How to Make Jerk Like a Jamaican

Home to Jerk,...Boston Bay, Jamaica. Where you can find an intoxicating blend of moist meat, soaked in pimento smoke,...spicy.  Bite into something that bites back.  

How to make Jerk like a Jamaican.  

First you're going to need a good looking companion,... a chicken will do:).  Cut out it's spine and lay it open. Poke some holes in it's breast and thighs.  No Jamaican needs this advice, save the back,..it's the best part of your jerked bird and the first preview off the grill on what's to come.
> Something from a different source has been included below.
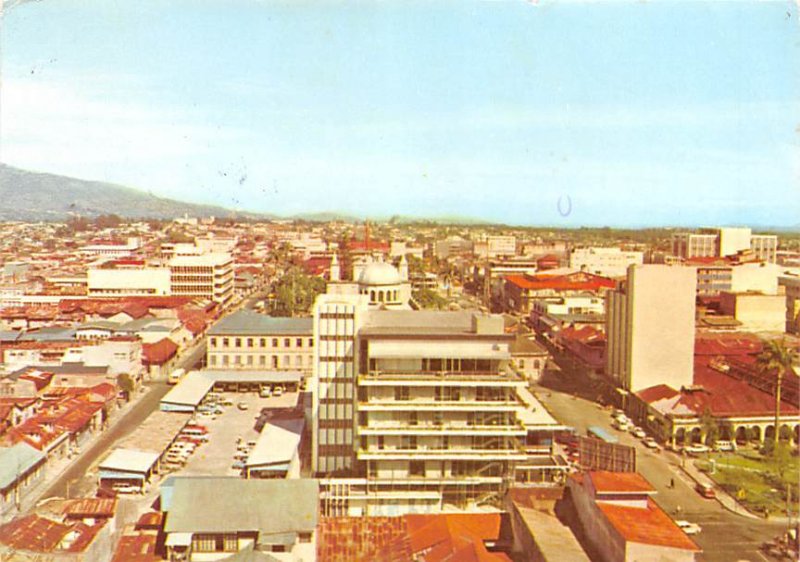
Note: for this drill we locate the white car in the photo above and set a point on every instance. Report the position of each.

It cooks fast.

Get your Jerk paste ready.

Mix for a whole chicken or tons of wings, 1/2 bottle of Walker's Wood Jerk Paste with about a 1/4 cup of low sodium soy sauce.  Add good quality olive oil or a neutral oil, grape seed or canola oil works, not a lot just enough to mellow it out and get the seasonings to stick.  

True Jamaicans have already washed the chicken with lime.  If you didn't,  be sure to add a least 1/2 of fresh lime juice to the paste mix,...if it's a dry lime, do a full one.  By the time you've added the lime juice, your paste should look like a slurry.

Add fine cut spring onions-couple handfuls, a small bunch of fresh thyme -stripped or fine cut, 1-2 cloves of chopped garlic, if you like it really hot a bit more chopped Scotch Bonnet, and if you have it around the house a bit of chopped ginger.  Now season the chicken with lots of black pepper, dry jerk seasoning (Boston Bay works great), Jamaican ground pimento is key, be generous , not crazy with it, and garlic salt.

Wash up them mitts of yours and start making some music with your bird,..rub it down like a night out in Kingston,...hit up all those nooks and crannies stuffin in the spicy goodness and let your bird sit out like a bad date on the counter for 2 hours or if you believe in health codes in the frig overnight.

Grilling,..the only way

Cook on indirect heat for about an hour till done,...start skin down if you have indirect heat like an "Egg" or a Weber,..if it's straight up on the coals reverse the process, start with skinless side down,...use garlic salt, Boston Bay dry jerk spice as it cooks, to build on the flavor.  It smells so good when the dry spice hits the fire.  Flame ups? No problem, that's what Red Stripe or whatever you're drinking is for,  to quench the flames and build flavor.  If you have a pimento tree, fresh cut some of it's fine branches with leaves and lay them over the chicken as it sits on the grill top. The nest of leaves will build some steam along with the beer to slow cook your bird.  Serve it on rice n peas.  This is the real deal, enjoy.